Opening hours: 2pm–8pm, Monday–Friday
Feb 23–Mar 12, 2009 | Beijing Angle Modern Art

24 City is the latest feature film by the Golden Lion-winning director Jia Zhangke. Set in a fifty-year old state-owned military weapon factory in Chengdu, China, it tells the stories of the relocation and demolition of the factory’s warehouses, workshops and industrial plants through the real and fictional narration of three women and five factory workers. Collectively, these stories of the sacrificed and destroyed present the memories, beliefs, youth and passion that were buried in time.

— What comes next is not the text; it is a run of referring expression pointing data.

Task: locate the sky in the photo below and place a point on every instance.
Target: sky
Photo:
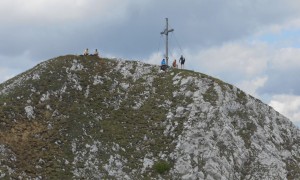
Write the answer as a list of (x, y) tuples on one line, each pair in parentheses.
[(252, 44)]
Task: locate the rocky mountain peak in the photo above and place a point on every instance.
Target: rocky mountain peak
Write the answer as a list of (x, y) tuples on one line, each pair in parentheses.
[(84, 117)]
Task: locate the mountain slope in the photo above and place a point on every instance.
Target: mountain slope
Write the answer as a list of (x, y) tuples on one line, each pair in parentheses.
[(86, 117)]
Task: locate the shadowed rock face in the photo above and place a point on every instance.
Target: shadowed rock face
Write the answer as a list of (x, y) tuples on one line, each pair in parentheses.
[(91, 118)]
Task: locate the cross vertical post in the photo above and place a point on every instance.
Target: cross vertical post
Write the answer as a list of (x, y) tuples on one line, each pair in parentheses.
[(166, 32)]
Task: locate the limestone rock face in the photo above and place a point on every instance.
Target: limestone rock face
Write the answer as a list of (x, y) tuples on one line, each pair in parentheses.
[(75, 117)]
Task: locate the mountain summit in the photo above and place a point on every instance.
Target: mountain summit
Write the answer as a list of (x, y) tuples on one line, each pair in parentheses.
[(82, 117)]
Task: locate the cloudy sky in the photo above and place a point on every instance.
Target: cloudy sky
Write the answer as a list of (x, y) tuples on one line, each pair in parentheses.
[(252, 44)]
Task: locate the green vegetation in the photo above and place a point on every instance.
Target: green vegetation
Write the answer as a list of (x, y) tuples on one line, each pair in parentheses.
[(90, 117)]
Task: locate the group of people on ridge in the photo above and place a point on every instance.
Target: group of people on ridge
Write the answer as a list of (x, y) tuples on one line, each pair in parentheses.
[(86, 53), (164, 66)]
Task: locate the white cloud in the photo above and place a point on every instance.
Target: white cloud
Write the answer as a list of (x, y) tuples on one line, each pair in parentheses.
[(288, 105), (286, 58), (238, 57), (55, 11)]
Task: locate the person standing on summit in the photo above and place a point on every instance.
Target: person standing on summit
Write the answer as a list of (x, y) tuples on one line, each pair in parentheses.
[(182, 61)]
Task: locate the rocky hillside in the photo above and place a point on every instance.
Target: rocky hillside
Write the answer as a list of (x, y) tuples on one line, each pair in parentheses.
[(76, 117)]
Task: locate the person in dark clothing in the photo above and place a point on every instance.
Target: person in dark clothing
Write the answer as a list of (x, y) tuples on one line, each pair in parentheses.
[(163, 65), (182, 61)]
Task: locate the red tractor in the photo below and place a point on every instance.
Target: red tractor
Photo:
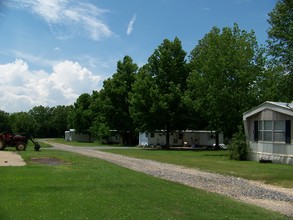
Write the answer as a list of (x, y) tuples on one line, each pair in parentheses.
[(16, 140)]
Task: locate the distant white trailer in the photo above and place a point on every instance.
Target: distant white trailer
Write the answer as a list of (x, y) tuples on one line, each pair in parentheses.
[(71, 135), (180, 138)]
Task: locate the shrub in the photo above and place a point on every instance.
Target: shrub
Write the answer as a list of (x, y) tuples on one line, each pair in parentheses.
[(239, 148)]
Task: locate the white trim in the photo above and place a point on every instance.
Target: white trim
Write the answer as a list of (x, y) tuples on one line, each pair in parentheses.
[(274, 106)]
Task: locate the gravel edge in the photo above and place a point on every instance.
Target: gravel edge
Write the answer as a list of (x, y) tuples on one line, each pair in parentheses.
[(267, 196)]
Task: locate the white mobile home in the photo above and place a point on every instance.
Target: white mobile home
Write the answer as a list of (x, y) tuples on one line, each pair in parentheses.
[(180, 138), (268, 129), (71, 135)]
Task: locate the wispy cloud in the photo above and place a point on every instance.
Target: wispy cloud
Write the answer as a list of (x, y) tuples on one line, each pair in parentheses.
[(130, 25), (22, 88), (67, 18)]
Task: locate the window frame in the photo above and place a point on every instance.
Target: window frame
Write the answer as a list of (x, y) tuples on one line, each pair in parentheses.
[(266, 131)]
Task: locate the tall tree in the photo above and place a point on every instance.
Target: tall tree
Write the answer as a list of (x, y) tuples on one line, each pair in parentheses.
[(59, 120), (80, 116), (156, 100), (280, 42), (114, 98), (4, 121), (225, 65), (42, 116), (23, 122)]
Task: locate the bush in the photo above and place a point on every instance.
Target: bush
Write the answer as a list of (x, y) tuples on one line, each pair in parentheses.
[(239, 148)]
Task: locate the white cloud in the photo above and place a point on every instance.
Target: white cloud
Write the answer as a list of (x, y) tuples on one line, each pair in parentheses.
[(67, 18), (130, 25), (22, 89)]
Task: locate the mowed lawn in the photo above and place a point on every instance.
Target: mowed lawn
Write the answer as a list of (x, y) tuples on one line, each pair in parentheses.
[(88, 188), (217, 162)]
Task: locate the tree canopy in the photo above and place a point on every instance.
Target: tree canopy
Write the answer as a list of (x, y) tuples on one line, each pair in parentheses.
[(156, 102), (224, 68)]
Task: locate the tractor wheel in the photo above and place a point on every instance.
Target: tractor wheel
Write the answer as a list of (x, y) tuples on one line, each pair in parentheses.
[(2, 144), (20, 146)]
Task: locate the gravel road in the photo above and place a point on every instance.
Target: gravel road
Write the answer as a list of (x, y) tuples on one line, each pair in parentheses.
[(263, 195)]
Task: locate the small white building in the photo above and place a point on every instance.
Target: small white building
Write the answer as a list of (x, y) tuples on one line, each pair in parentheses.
[(71, 135), (268, 129), (180, 138)]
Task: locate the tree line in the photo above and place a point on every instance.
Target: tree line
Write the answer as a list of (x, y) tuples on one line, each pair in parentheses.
[(226, 74)]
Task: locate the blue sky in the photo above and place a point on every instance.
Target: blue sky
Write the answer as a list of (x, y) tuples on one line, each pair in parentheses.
[(51, 51)]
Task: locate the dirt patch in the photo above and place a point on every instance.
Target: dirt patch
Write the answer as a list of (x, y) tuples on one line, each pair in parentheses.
[(48, 161), (8, 158)]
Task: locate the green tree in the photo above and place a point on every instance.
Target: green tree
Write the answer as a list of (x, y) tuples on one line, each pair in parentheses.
[(42, 116), (280, 43), (80, 116), (23, 122), (156, 99), (59, 120), (281, 33), (222, 85), (114, 101), (4, 121)]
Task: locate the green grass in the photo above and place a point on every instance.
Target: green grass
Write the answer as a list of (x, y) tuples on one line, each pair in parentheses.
[(88, 188), (77, 143), (218, 162)]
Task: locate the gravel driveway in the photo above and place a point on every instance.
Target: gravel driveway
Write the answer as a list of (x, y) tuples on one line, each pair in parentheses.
[(8, 158), (267, 196)]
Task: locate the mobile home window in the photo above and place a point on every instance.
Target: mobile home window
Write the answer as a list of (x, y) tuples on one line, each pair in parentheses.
[(272, 131)]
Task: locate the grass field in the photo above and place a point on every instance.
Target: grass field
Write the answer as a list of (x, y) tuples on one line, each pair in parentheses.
[(88, 188), (213, 161), (218, 162)]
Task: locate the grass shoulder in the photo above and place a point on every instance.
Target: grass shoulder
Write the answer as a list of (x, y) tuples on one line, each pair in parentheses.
[(218, 162), (84, 188)]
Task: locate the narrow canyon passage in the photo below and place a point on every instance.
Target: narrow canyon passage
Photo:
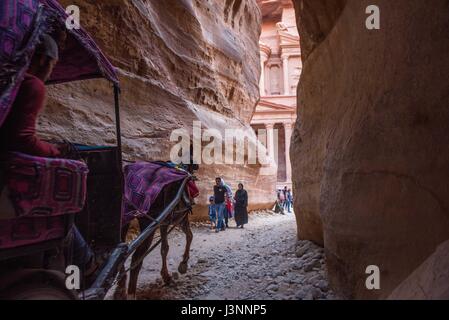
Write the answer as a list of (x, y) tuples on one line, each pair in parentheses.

Curated by Shao Foundation, ‘Jia Zhangke: 24 City’ focuses on topics such as social transformation, political reform, and the rapid renewal of physical environments, attempting to present the subtle changes in the relationship between the collective and the individuals. Inspired by the film’s technique of integrating documentary and fictional elements, the design of the exhibition combines unused footage of workers’ interviews with ‘framed’ views of the construction sites outside of the gallery, streamed in real time. Special walls (a type of wall known as weishengqiang popular in the Chinese household in the 1980s, usually with the lower half painted in green), furniture, film props and the collage of still photographs of the interviewed workers and the demolished factories will be incorporated into a modern office environment. By juxtaposing the spaces of the film and the reality, ‘Jia Zhangke: 24 City’ offers you a glimpse of the individual’s fate in a distant and forgotten era.